SYSCALL and SYSRET. SYSCALL and SYSRET are low-latency system-call and system-return
control-transfer instructions. They can be used in protected mode. These instructions eliminate
segment-based privilege checking by using pre-determined target and return code segments and stack
segments. The operating system sets up and maintains the predetermined segments using special
registers within the processor, so the segment descriptors do not need to be fetched from memory when
the instructions are used. The simplifications made to privilege checking allow SYSCALL and
SYSRET to complete in far fewer processor clock cycles than CALL and RET.
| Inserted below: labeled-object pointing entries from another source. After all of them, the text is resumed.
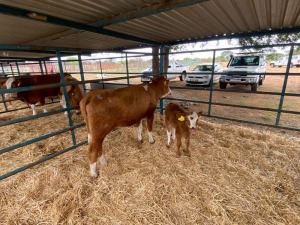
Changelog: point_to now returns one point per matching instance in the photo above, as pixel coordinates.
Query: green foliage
(73, 60)
(270, 40)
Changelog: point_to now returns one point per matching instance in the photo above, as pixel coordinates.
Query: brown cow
(103, 110)
(33, 97)
(178, 122)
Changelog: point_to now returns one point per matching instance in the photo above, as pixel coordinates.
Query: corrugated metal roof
(143, 19)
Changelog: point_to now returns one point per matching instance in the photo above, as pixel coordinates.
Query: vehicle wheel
(183, 76)
(223, 85)
(254, 87)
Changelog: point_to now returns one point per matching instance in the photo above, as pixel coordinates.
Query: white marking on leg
(193, 118)
(140, 130)
(169, 137)
(169, 93)
(151, 140)
(63, 104)
(173, 133)
(33, 109)
(89, 138)
(102, 160)
(93, 169)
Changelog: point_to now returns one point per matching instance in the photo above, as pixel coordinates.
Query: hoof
(178, 155)
(187, 154)
(94, 176)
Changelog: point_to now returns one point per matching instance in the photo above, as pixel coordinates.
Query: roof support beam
(147, 11)
(238, 35)
(8, 10)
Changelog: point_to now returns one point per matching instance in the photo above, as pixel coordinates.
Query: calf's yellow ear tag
(181, 118)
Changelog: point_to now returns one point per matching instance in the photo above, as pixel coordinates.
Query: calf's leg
(149, 126)
(186, 151)
(178, 153)
(95, 153)
(169, 136)
(140, 130)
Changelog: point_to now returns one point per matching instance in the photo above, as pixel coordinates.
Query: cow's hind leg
(95, 153)
(186, 151)
(178, 153)
(140, 130)
(149, 126)
(33, 107)
(173, 133)
(168, 136)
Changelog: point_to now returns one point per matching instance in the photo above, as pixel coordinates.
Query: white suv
(246, 69)
(282, 61)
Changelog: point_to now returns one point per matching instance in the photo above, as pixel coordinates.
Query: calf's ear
(18, 83)
(68, 87)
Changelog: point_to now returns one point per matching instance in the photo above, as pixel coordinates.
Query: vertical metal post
(63, 82)
(161, 72)
(161, 105)
(45, 66)
(2, 69)
(11, 69)
(41, 68)
(127, 70)
(4, 102)
(65, 66)
(211, 83)
(81, 72)
(161, 60)
(17, 65)
(101, 73)
(284, 86)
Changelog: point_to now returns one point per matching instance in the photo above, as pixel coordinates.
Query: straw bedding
(236, 175)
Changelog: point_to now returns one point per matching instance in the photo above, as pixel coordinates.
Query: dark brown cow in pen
(32, 97)
(178, 122)
(103, 110)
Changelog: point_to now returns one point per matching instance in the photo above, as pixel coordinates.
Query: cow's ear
(18, 83)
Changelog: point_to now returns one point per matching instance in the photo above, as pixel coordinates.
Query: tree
(270, 40)
(225, 55)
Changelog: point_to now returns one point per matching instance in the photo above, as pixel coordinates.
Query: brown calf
(178, 122)
(103, 110)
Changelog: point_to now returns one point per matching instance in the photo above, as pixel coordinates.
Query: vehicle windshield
(203, 68)
(245, 61)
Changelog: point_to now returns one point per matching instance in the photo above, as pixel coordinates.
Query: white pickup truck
(174, 70)
(246, 69)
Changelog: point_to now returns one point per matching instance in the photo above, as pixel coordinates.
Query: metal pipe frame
(161, 105)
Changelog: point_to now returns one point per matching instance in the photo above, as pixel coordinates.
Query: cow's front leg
(33, 107)
(140, 130)
(63, 103)
(149, 126)
(169, 137)
(93, 155)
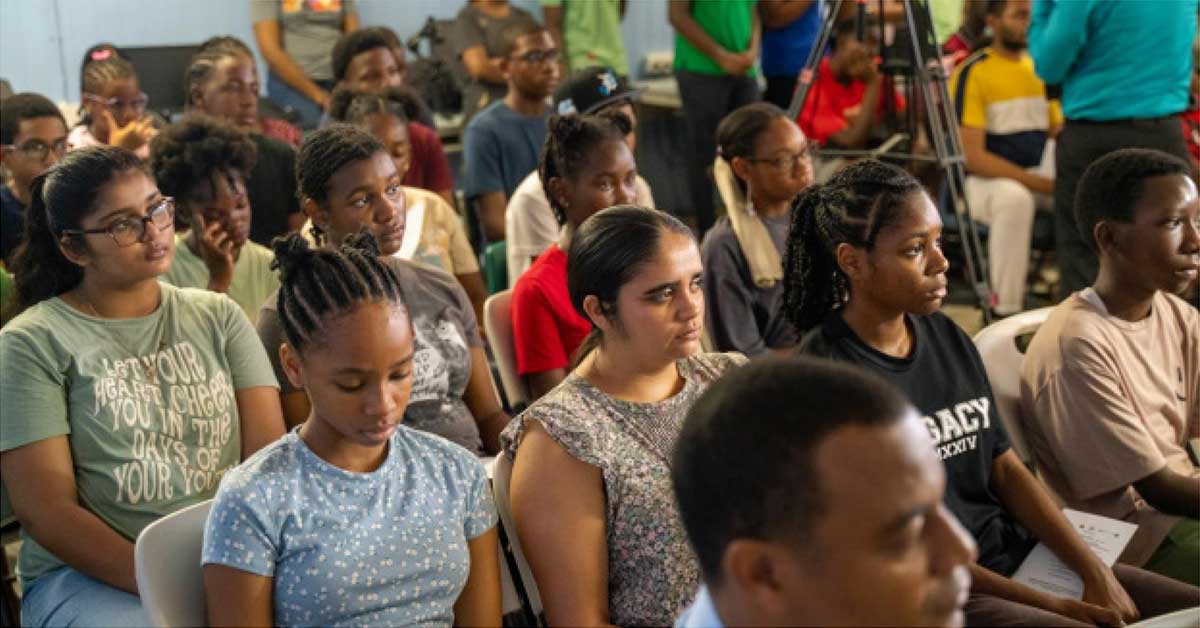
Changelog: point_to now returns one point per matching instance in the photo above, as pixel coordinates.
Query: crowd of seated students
(855, 471)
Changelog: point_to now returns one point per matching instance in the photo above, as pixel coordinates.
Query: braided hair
(570, 142)
(323, 154)
(319, 285)
(852, 208)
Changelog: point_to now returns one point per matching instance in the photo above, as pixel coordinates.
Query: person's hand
(132, 136)
(216, 251)
(1104, 590)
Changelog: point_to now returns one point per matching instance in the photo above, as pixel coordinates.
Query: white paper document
(1043, 570)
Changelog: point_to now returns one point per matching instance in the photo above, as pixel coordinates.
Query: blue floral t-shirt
(387, 548)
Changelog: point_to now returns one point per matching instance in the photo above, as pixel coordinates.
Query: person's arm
(267, 35)
(479, 603)
(779, 13)
(983, 162)
(1057, 36)
(41, 484)
(1171, 492)
(679, 15)
(558, 504)
(1032, 507)
(238, 598)
(484, 404)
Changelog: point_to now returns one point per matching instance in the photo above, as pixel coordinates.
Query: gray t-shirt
(385, 548)
(445, 330)
(742, 316)
(147, 404)
(309, 29)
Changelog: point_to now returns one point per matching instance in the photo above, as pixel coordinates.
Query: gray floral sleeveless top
(653, 573)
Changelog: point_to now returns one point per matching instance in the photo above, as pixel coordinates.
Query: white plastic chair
(523, 576)
(167, 560)
(1003, 359)
(498, 324)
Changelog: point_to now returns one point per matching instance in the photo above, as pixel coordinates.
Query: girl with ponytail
(591, 489)
(124, 399)
(352, 518)
(586, 166)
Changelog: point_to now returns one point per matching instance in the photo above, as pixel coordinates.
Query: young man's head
(813, 496)
(1139, 210)
(1009, 23)
(33, 137)
(529, 58)
(366, 59)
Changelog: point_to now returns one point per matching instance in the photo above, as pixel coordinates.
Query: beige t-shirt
(1107, 402)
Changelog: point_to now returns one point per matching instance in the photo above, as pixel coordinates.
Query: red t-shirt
(826, 109)
(546, 328)
(429, 167)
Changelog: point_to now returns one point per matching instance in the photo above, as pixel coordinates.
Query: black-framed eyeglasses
(540, 57)
(36, 149)
(789, 162)
(130, 231)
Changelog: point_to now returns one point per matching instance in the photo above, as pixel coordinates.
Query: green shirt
(592, 34)
(727, 22)
(145, 441)
(253, 281)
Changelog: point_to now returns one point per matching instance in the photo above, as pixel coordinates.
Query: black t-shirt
(946, 381)
(271, 189)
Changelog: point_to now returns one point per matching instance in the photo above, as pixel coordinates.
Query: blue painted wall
(42, 41)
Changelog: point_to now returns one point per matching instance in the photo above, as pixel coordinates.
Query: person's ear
(289, 359)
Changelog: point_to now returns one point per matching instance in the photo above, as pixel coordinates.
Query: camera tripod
(915, 54)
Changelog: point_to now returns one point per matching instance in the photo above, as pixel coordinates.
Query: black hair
(851, 208)
(607, 251)
(325, 151)
(60, 198)
(1113, 185)
(354, 43)
(318, 285)
(571, 141)
(189, 153)
(24, 106)
(210, 53)
(780, 410)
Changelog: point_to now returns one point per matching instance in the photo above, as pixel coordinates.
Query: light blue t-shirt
(387, 548)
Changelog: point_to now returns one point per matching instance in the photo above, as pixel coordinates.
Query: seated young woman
(124, 399)
(586, 166)
(352, 518)
(591, 488)
(348, 183)
(203, 163)
(865, 279)
(763, 162)
(433, 233)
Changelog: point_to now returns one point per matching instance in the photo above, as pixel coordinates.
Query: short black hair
(743, 466)
(354, 43)
(1111, 186)
(24, 106)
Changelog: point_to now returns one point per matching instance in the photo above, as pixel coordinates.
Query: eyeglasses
(36, 149)
(540, 57)
(789, 162)
(127, 232)
(138, 103)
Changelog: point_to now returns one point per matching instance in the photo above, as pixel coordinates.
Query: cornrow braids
(570, 142)
(323, 154)
(319, 285)
(852, 208)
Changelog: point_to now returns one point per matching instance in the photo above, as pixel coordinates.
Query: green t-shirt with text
(147, 404)
(253, 281)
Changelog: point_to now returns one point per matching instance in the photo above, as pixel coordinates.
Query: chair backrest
(523, 575)
(167, 560)
(1003, 358)
(498, 324)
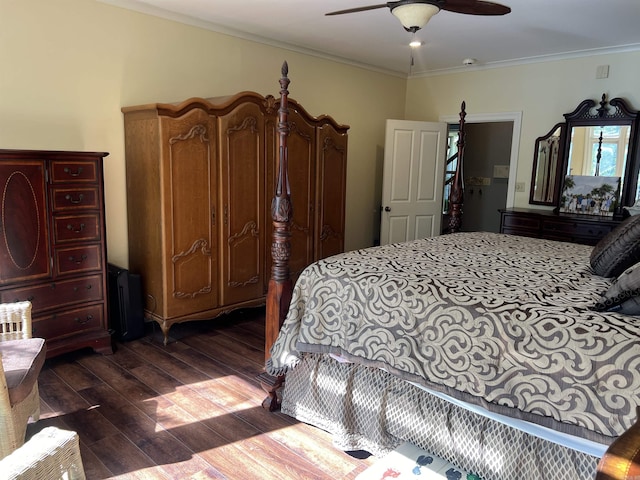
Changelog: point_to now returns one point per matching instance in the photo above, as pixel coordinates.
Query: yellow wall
(543, 92)
(68, 66)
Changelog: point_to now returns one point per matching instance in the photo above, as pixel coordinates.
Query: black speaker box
(126, 313)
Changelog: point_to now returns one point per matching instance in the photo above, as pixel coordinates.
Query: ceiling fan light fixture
(414, 16)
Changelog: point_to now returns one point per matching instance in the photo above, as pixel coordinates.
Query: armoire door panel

SYSRET can only be used to return from CPL = 0 procedures and is not available to application
software. SYSCALL can be used by applications to call operating system service routines running at
CPL = 0. The SYSCALL instruction does not take operands. Linkage conventions are initialized and
maintained by the operating system. “System-Management Instructions” in Volume 2 contains
detailed information on the operation of SYSCALL and SYSRET.
SYSENTER and SYSEXIT. The SYSENTER and SYSEXIT instructions provide similar capabilities
to SYSCALL and SYSRET. However, these instructions can be used only in legacy mode and are not
supported in long mode. SYSCALL and SYSRET are the preferred instructions for calling privileged
software. See “System-Management Instructions” in Volume 2 for further information on SYSENTER
and SYSEXIT.
3.7.8 General Considerations for Branching
Branching causes delays which are a function of the hardware-implementation’s branch-prediction
capabilities. Sequential flow avoids the delays caused by branching but is still exposed to delays
caused by cache misses, memory bus bandwidth, and other factors.
In general, branching code should be replaced with sequential code whenever practical. This is
especially important if the branch body is small (resulting in frequent branching) and when branches
depend on random data (resulting in frequent mispredictions of the branch target). In certain hardware
implementations, far branches (as opposed to near branches) may not be predictable by the hardware,
and recursive functions (those that call themselves) may overflow a return-address stack.
All calls and returns should be paired for optimal performance. Hardware implementations that
include a return-address stack can lose stack synchronization if calls and returns are not paired.